The example is given below:
My Questions are:
1- In the first line, why "then $\vartriangle_{0} (S^1)$ and $\vartriangle_{1} (S^1)$ are both $\mathbb{Z}$" ?
2-I do not understand the last paragraph in the given picture. could anyone explain it for me, please?
3-Is the homology group of the circle equal to its simplicial homology group?
To answer $1$, you'll find earlier in the chapter that $\Delta_n(X)$ is defined to be the free abelian group with a generator for every $n$-simplex in $X$.
In this example, the number of $0$-simplices (= vertices) is $1$, because there is just one vertex $v$. So $\Delta_0(X)$ is the free abelian group on 1 generator (and every free abelian group on $1$ generator is isomorphic to $\mathbb Z$), and he is calling that 1 generator $v$.
Also, the number of $1$-simplices (= edges) is $1$ because there is just one edge $e$. So again $\Delta_1(X)$ is the free abelian group on $1$ generator, which is isomorhpic to $\mathbb Z$, and he is calling that $1$ generator $e$.
To answer $2$, he has computed $\partial_1 e = v - v = 0$. Therefore, $\partial_1 : \Delta_1(X) \mapsto \Delta_0(X)$ takes the generator $e$ to zero. Therefore $\partial_1$ is the zero homomorphism. It's even easier to see that every other boundary map in this chain complex is also the zero homomorphism because either its domain or its range is the trivial group.
Now I'll leave you to work it out: what's the kernel and the range of a zero homomorphism? How do you use that to compute the homology groups, when all the boundary maps are zero homomorphisms?

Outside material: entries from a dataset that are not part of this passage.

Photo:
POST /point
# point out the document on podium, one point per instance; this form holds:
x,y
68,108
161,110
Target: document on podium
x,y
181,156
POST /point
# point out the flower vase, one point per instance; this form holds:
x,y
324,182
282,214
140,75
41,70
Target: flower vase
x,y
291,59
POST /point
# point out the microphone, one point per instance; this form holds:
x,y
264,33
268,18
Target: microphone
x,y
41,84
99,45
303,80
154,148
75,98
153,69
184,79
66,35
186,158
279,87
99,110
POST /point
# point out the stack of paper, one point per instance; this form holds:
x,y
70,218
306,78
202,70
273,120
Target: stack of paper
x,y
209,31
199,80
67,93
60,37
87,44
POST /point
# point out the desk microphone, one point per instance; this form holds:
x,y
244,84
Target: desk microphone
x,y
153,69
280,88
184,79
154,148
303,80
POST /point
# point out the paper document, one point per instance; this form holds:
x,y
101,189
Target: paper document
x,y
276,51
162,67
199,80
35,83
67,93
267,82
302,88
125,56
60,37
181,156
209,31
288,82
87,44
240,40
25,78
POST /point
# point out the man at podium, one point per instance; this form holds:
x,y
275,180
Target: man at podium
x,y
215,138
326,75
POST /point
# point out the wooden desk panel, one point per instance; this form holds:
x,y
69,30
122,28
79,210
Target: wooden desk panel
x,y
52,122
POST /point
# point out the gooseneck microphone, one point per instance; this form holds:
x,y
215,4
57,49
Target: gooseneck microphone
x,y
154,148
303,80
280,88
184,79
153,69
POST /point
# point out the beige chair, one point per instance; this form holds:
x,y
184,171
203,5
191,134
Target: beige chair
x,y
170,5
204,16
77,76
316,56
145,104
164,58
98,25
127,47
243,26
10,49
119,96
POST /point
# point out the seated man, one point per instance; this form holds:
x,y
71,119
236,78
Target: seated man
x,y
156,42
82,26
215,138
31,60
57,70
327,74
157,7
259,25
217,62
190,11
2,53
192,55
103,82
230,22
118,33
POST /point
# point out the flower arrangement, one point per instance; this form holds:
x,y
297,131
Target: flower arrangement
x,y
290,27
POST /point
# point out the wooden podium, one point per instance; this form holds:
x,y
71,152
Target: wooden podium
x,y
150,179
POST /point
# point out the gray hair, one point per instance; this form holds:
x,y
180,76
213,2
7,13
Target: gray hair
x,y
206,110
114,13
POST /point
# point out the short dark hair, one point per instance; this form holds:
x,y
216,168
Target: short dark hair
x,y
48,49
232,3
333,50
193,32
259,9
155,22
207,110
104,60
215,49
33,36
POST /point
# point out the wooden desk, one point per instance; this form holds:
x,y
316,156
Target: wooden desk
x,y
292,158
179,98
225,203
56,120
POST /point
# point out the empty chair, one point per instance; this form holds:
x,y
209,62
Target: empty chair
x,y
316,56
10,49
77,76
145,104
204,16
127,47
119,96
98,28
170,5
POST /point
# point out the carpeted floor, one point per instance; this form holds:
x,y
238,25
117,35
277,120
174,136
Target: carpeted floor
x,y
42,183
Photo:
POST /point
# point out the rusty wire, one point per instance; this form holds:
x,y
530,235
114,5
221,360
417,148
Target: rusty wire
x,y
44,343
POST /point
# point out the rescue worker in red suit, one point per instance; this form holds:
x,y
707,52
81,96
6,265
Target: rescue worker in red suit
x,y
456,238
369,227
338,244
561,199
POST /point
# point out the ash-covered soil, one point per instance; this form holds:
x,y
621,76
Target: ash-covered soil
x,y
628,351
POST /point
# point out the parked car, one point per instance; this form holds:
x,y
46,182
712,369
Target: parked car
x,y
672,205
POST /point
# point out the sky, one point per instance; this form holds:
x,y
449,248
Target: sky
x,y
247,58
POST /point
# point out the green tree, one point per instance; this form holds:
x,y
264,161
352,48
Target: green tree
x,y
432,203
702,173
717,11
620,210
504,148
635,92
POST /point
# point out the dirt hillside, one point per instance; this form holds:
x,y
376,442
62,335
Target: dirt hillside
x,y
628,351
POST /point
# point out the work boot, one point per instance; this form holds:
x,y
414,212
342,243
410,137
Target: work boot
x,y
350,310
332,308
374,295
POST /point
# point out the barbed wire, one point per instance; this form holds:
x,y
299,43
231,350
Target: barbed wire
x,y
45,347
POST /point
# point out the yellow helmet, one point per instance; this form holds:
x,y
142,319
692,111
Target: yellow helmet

Your question 3 is not well formulated. I expect you did not intend to ask "Is the simplicial homology group of a circle equal to its simplicial homology group", but then I would wonder what kind of homology group you are really asking about? There is a more advanced theorem that Hatcher is working up to in that portion of the book, which says that the singular homology group of any $\Delta$ complex is isomorphic to (not equal to) its simplicial homology group.